Darius Miller , DeAndre Liggins and Josh Harrellson are nice players. But coming into this season, all three were virtually unknown outside of the Kentucky basketball world. This is not Derrick Rose , John Wall or DeMarcus Cousins showcasing professional ability transcending any college coach. Instead, these are players who have had to work hard to simply see the court in college. Calipari has put these players in a spot where they can be successful and excel as a team. That isn't about collecting great talent, but coach and players coming together to get the most out their abilities.
At the East Regional in Newark, Kentucky played two teams which had not only better talent, but also were more "team-oriented" (read: better-coached). And in both games, Calipari outmaneuvered his opponent. Against Thad Matta's Ohio State team, Calipari defended star center Jared Sullinger straight up with Harrellson -- no double team -- and focused on shutting down the perimeter. He put defensive stopper Liggins on Buckeyes point guard Aaron Craft and the result discombobulated Ohio State's normally efficient attack.
Against Roy Williams and North Carolina, Calipari reversed his previously unsuccessful plan from a December loss to UNC. Instead of attacking Carolina's big men inside and allowing their height to be an advantage, Kentucky focused more on driving and kicking out to open 3-point shooters. The result was 12 made 3s for the Wildcats and a neutralization of some of the interior defensive effectiveness of Tyler Zeller and Harrison Barnes .

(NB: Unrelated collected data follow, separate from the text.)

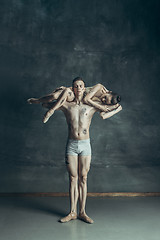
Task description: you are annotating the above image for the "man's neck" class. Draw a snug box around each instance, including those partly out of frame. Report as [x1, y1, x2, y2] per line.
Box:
[74, 95, 83, 105]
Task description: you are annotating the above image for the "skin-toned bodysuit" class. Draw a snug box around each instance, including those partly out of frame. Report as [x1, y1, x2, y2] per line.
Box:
[27, 84, 120, 123]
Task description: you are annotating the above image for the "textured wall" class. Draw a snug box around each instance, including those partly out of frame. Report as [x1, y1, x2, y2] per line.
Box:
[0, 0, 160, 192]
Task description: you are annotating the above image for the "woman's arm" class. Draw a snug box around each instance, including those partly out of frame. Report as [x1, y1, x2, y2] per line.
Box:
[100, 105, 122, 119]
[84, 84, 110, 103]
[85, 98, 120, 112]
[27, 86, 66, 104]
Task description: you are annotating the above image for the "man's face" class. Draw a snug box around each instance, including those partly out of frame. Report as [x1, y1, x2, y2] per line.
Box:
[73, 80, 85, 97]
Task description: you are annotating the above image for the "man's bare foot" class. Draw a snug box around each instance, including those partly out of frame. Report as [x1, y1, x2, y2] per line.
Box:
[59, 212, 77, 223]
[78, 213, 94, 224]
[27, 98, 39, 104]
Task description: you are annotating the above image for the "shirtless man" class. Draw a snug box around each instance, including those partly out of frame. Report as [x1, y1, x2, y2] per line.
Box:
[57, 77, 122, 224]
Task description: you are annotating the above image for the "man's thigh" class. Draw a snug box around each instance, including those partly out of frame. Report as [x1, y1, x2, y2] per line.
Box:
[66, 155, 78, 177]
[78, 155, 91, 176]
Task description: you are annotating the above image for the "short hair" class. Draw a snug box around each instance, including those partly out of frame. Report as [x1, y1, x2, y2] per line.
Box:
[72, 77, 85, 88]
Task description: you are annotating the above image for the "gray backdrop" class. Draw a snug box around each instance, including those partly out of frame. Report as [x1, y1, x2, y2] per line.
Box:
[0, 0, 160, 192]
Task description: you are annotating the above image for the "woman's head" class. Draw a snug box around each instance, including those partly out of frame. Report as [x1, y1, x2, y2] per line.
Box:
[101, 92, 121, 105]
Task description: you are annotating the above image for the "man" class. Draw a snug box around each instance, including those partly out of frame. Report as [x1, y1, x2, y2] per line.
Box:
[27, 77, 122, 223]
[58, 77, 122, 224]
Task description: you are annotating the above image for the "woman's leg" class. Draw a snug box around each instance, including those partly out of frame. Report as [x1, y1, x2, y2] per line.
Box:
[43, 88, 74, 123]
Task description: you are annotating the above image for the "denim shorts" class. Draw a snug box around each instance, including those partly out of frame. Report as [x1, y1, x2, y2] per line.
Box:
[65, 139, 91, 156]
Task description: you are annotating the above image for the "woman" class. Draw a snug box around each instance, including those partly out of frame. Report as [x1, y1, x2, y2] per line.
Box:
[27, 83, 121, 123]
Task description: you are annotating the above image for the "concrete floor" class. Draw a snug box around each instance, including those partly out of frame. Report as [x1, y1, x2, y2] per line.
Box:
[0, 196, 160, 240]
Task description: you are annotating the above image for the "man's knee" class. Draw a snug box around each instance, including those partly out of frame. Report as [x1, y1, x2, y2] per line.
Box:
[70, 175, 78, 183]
[79, 174, 88, 184]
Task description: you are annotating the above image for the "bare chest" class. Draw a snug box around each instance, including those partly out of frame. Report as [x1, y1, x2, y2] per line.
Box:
[63, 102, 94, 123]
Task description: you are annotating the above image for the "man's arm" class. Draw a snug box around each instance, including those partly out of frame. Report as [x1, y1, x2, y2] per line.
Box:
[100, 105, 122, 119]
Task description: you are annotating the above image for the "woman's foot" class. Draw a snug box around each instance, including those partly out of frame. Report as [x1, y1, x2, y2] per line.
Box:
[43, 111, 54, 123]
[27, 98, 39, 104]
[43, 114, 50, 123]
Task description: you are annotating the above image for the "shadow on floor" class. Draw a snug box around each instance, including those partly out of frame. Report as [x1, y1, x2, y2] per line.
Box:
[0, 197, 67, 218]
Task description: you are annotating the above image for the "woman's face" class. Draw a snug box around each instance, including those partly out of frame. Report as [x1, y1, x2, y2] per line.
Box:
[101, 93, 113, 105]
[101, 93, 121, 105]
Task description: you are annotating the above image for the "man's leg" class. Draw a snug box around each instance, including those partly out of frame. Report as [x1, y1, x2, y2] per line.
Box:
[78, 155, 94, 224]
[60, 155, 79, 223]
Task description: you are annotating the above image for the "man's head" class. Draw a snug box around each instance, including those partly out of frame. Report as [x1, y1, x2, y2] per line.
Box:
[72, 77, 85, 98]
[101, 92, 121, 105]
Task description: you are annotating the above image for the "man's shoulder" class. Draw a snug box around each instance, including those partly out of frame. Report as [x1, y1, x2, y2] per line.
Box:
[60, 100, 75, 109]
[82, 103, 97, 114]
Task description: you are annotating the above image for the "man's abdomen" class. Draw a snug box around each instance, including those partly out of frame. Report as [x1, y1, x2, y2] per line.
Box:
[68, 127, 89, 140]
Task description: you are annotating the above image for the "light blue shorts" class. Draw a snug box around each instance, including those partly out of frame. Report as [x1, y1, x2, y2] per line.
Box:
[65, 139, 91, 156]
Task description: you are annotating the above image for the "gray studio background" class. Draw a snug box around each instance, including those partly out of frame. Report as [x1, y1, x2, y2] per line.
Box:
[0, 0, 160, 192]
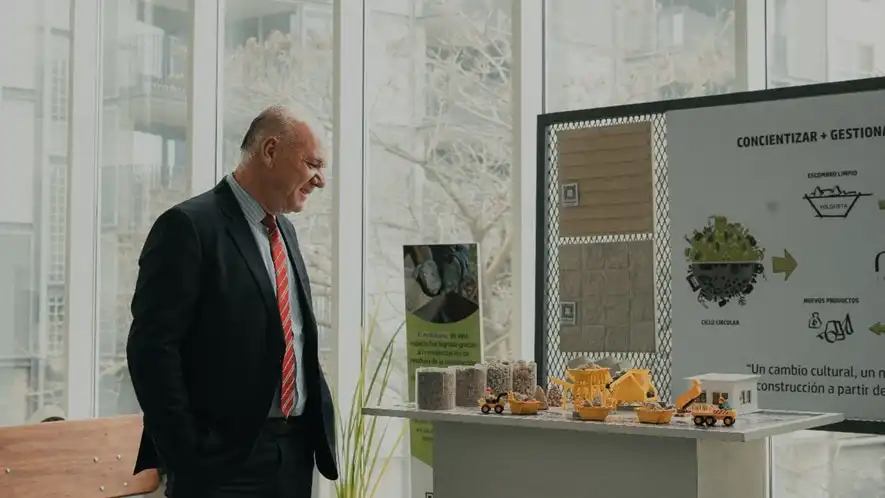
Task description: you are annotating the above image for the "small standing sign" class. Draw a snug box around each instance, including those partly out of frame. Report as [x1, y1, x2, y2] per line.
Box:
[561, 183, 580, 207]
[561, 301, 577, 326]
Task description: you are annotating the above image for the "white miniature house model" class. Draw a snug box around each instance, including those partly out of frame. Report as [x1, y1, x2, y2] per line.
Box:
[687, 373, 760, 415]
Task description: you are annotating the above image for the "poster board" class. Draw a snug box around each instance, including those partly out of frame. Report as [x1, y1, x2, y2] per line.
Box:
[668, 89, 885, 421]
[536, 76, 885, 431]
[403, 243, 484, 497]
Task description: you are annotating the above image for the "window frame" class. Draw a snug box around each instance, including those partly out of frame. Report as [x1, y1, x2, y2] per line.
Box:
[66, 0, 102, 420]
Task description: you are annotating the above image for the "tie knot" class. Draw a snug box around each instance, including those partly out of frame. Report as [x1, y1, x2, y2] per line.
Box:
[261, 214, 277, 231]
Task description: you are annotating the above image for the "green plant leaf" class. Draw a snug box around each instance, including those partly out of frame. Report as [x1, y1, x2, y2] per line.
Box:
[334, 302, 406, 498]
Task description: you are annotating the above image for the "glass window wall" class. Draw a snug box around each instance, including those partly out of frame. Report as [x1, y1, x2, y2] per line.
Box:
[0, 1, 883, 497]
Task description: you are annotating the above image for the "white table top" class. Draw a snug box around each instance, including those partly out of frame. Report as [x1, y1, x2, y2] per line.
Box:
[363, 404, 844, 442]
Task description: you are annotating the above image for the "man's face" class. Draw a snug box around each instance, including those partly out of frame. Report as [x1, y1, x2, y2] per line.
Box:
[262, 123, 325, 213]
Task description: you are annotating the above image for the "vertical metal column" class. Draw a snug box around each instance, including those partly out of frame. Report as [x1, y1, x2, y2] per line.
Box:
[735, 0, 768, 91]
[66, 0, 102, 419]
[189, 0, 223, 192]
[327, 0, 366, 496]
[512, 0, 545, 363]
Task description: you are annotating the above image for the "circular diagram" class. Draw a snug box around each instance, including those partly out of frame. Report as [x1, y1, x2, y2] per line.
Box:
[683, 215, 765, 308]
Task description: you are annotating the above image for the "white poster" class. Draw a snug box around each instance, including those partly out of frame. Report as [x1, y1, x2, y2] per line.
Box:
[668, 89, 885, 421]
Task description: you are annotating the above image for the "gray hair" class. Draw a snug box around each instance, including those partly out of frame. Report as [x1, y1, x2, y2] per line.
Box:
[238, 104, 324, 164]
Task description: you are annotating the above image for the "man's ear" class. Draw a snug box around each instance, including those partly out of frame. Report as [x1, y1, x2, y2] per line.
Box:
[261, 137, 277, 165]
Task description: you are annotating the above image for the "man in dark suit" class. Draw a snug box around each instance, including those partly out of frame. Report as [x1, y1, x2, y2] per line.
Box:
[127, 106, 337, 497]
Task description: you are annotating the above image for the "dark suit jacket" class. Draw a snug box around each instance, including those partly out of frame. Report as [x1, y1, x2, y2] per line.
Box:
[126, 180, 337, 485]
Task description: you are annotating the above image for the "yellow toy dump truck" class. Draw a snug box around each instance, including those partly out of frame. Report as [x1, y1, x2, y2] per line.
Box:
[691, 403, 737, 427]
[674, 379, 703, 415]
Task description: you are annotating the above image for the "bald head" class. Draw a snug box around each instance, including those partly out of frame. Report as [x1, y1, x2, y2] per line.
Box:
[240, 106, 303, 158]
[234, 105, 325, 214]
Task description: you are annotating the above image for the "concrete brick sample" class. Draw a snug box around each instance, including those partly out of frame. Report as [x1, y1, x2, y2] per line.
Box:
[558, 240, 656, 353]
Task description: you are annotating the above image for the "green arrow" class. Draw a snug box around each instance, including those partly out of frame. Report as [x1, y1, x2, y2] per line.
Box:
[870, 323, 885, 335]
[771, 249, 797, 281]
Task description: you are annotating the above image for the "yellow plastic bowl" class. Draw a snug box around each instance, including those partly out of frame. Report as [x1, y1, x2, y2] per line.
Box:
[635, 407, 675, 425]
[509, 400, 540, 415]
[575, 405, 611, 421]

In both games, Calipari's squad executed a specific plan aimed at cutting off the other team at the knees. The plan in both games involved significant offensive contributions from Kentucky's three previously unknown veterans, who combined for 37 points in each of the two games. This was not the case of Calipari team hitting another team over the head and breaking their will with raw talent. Instead it was beating the other team by reacting to their strengths and exploiting their weakness, aka coaching.
Now a Kentucky team that spent most of the year on the outer edges of the Top 25 is in the program's 14th Final Four, with a legitimate chance to win its eighth national title. The team has been carried, not by a group of made up of McDonald's All-Americans whose recruitment raised clouds of suspicions, but a group of onetime bench-warmers who raised their level of play to new heights. It is a team that if coached by someone like Tom Izzo , would be praised as "gritty" or "tough" and held up as using exemplary coaching tactics.

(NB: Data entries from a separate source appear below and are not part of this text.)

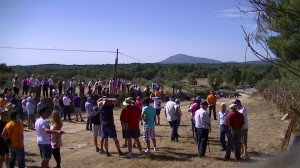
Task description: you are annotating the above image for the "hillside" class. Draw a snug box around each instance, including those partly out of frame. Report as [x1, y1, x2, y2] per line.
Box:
[159, 54, 222, 64]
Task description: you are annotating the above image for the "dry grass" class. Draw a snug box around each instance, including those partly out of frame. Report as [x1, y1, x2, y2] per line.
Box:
[23, 94, 289, 168]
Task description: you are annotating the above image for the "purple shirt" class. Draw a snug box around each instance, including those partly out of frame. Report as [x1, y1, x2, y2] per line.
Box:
[73, 97, 81, 108]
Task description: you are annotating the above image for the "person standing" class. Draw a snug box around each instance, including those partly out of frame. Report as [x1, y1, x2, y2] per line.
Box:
[218, 103, 229, 151]
[98, 97, 123, 157]
[225, 104, 244, 161]
[164, 96, 179, 142]
[57, 79, 63, 96]
[11, 76, 19, 96]
[50, 111, 63, 168]
[151, 95, 162, 125]
[73, 94, 84, 122]
[29, 75, 37, 97]
[174, 99, 182, 135]
[142, 98, 157, 153]
[35, 108, 64, 168]
[194, 101, 211, 158]
[42, 76, 49, 98]
[48, 76, 54, 98]
[2, 110, 25, 168]
[120, 97, 145, 158]
[0, 109, 9, 168]
[36, 76, 42, 98]
[207, 91, 217, 120]
[26, 96, 35, 130]
[85, 97, 93, 131]
[62, 94, 72, 121]
[188, 96, 201, 141]
[233, 99, 248, 158]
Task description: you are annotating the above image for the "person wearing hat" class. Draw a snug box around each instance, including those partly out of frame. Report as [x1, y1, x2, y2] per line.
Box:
[207, 91, 217, 120]
[120, 97, 145, 158]
[2, 110, 25, 168]
[233, 99, 248, 158]
[194, 101, 211, 158]
[225, 104, 244, 161]
[0, 109, 9, 168]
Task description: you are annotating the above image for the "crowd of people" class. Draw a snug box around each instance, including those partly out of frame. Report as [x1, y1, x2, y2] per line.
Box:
[0, 75, 249, 167]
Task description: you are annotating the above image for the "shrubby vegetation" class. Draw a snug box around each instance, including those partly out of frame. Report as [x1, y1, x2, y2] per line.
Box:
[0, 62, 278, 95]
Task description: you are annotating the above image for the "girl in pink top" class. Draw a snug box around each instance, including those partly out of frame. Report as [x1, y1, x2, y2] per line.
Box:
[50, 111, 63, 168]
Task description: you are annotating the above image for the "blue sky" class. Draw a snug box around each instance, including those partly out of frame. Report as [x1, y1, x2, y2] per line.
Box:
[0, 0, 260, 65]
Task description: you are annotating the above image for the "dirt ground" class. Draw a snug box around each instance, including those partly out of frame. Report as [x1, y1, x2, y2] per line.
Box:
[22, 94, 289, 168]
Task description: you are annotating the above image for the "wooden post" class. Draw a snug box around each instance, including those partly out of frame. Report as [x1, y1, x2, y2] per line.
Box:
[114, 49, 118, 80]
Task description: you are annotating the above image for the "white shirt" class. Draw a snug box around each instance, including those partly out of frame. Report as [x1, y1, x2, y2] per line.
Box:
[29, 78, 37, 87]
[63, 96, 71, 106]
[194, 108, 210, 129]
[48, 78, 54, 86]
[35, 118, 51, 144]
[164, 101, 177, 121]
[218, 110, 229, 125]
[238, 106, 248, 129]
[152, 97, 162, 109]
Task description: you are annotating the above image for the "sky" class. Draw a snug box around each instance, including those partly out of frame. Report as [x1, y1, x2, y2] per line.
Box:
[0, 0, 261, 65]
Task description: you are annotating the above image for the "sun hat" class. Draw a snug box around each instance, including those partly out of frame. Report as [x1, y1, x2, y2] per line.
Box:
[123, 97, 134, 106]
[229, 104, 237, 109]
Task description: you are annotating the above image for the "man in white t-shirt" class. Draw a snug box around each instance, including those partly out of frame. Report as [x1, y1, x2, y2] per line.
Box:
[35, 108, 64, 168]
[63, 94, 72, 121]
[164, 96, 179, 142]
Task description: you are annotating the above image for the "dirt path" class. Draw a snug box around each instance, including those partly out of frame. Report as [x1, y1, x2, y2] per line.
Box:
[22, 94, 288, 168]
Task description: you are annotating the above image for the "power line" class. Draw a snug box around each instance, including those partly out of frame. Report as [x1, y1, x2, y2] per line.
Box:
[0, 46, 145, 63]
[0, 46, 117, 54]
[119, 52, 145, 63]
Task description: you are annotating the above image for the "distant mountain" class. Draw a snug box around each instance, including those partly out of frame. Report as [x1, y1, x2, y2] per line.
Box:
[159, 54, 222, 64]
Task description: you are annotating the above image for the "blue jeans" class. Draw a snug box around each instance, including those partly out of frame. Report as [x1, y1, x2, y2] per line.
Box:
[8, 147, 25, 168]
[220, 125, 229, 150]
[168, 119, 178, 140]
[196, 128, 209, 157]
[225, 128, 242, 159]
[86, 116, 92, 131]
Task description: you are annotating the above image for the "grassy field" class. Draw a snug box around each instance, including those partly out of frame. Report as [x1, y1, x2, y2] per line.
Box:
[22, 93, 288, 168]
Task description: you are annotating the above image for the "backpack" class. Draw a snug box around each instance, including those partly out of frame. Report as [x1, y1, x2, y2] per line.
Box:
[90, 106, 101, 125]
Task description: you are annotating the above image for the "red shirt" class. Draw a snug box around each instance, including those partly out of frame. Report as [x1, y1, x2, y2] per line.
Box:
[226, 111, 244, 129]
[191, 103, 200, 118]
[135, 100, 143, 110]
[120, 105, 141, 130]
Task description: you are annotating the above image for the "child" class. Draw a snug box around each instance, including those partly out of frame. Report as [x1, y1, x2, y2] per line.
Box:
[50, 111, 63, 168]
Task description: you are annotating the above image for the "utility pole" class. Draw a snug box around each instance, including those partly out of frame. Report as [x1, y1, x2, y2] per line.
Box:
[114, 49, 118, 80]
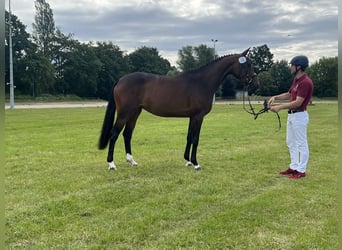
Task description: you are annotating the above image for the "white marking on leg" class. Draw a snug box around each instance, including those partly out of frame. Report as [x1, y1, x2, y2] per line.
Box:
[108, 161, 117, 170]
[126, 153, 138, 166]
[185, 161, 193, 167]
[194, 165, 201, 171]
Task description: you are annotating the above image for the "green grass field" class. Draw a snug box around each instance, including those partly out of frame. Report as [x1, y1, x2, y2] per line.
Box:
[5, 103, 337, 249]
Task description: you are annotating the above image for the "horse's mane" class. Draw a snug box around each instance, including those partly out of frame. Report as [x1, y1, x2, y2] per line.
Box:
[182, 53, 239, 75]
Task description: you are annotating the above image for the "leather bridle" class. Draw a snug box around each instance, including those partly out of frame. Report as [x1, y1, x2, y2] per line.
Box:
[240, 62, 281, 130]
[242, 86, 281, 130]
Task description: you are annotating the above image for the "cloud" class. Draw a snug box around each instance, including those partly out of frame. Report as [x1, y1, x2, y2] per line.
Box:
[8, 0, 338, 65]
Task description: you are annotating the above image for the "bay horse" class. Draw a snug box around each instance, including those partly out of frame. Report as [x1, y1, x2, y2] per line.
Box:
[98, 48, 259, 170]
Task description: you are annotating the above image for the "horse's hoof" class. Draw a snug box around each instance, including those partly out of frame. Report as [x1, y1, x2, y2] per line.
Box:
[185, 161, 193, 167]
[126, 154, 138, 166]
[108, 162, 117, 170]
[194, 165, 202, 171]
[127, 160, 138, 167]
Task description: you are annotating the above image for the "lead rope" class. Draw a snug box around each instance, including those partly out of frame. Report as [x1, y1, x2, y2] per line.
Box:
[242, 88, 281, 130]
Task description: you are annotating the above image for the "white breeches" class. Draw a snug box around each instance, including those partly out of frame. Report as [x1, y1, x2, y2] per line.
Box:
[286, 111, 309, 173]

But will Calipari get the same accolades? Old habits and assumptions die hard. One regular critic, ESPN's Dana O'Neill , said on television that it's worth noting in the UK-UConn semifinal, is that UConn was "on probation too." The statement seemed to assume that Calipari lives on perpetual probation (she later apologized for misspeaking on Twitter). But it cannot be ignored that Calipari's previous two Final Four trips were vacated and one can most certainly guarantee there will be numerous articles written bringing up the various issues from his coaching past.
But beyond all that, this Final Four proves that Calipari is a fine coach. Since Kentucky's most recent Final Four trip in 1998, there have arguably been five better UK teams. But this unit made it to Houston because it has come closer to reaching its fullest potential than any of those others.
There probably are not five NBA first-round draft picks on the roster, but five players playing as well as they possibly can together at precisely the right time. By any standard, that is the sign of solid coaching. One would think that even the most vociferous Calipari critic must acknowledge this accomplishment. But that wouldn't fit easily into the Calipari narrative, causing many to avoid this obvious truth, even as the proof takes the court Saturday in the Final Four.